NEW YORK (GenomeWeb News) - Nanogen has ended two months of speculation about the future of its microarray business by saying it decided to shut down the unit, lay off around 20 percent of its staff, and realign the company behind its real-time PCR and point-of-care testing units, the firm said Monday.
As GenomeWeb Daily News reported in September, the company had hired investment banking firm Credit Suisse to help it explore strategic options for the array business, which could have included selling the segment, finding a partner, or simply closing down operations.
“Our analysis of alternatives for the array business has not resulted in any financially meaningful opportunities” David Ludvigson, Nanogen’s president and COO, said in a statement.
Ludvigson projected that shedding the microarray business from its books would lower its operating expenses by around $15 million per year.
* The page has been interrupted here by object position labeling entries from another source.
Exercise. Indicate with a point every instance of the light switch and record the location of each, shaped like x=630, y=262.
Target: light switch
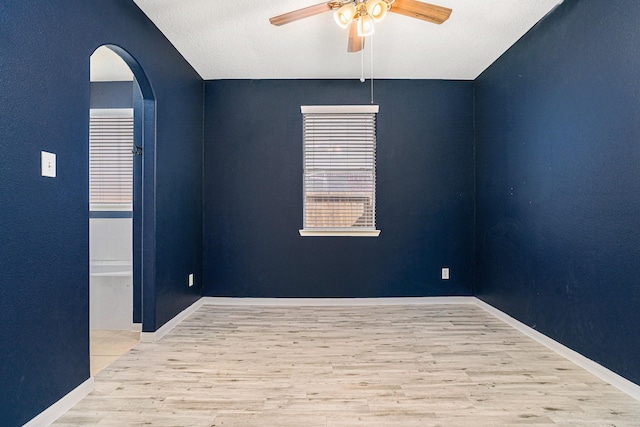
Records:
x=48, y=164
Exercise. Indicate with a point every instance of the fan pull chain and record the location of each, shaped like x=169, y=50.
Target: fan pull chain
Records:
x=362, y=65
x=371, y=49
Earlier this week, Nanogen had said in its third-quarter earnings report that an 11-percent revenue jump was offset by expenses and restructuring costs, although it projected annual growth of 25 percent in fiscal 2008 over the current year.
“The future of our company and our mission to be a leading diagnostics company has not changed with this decision,” Nanogen CEO Howard Birndorf said in the statement.
Nanogen expects to take on a fourth-quarter charge of around $2.5 million from employee severance costs related to the closure of the microarray business.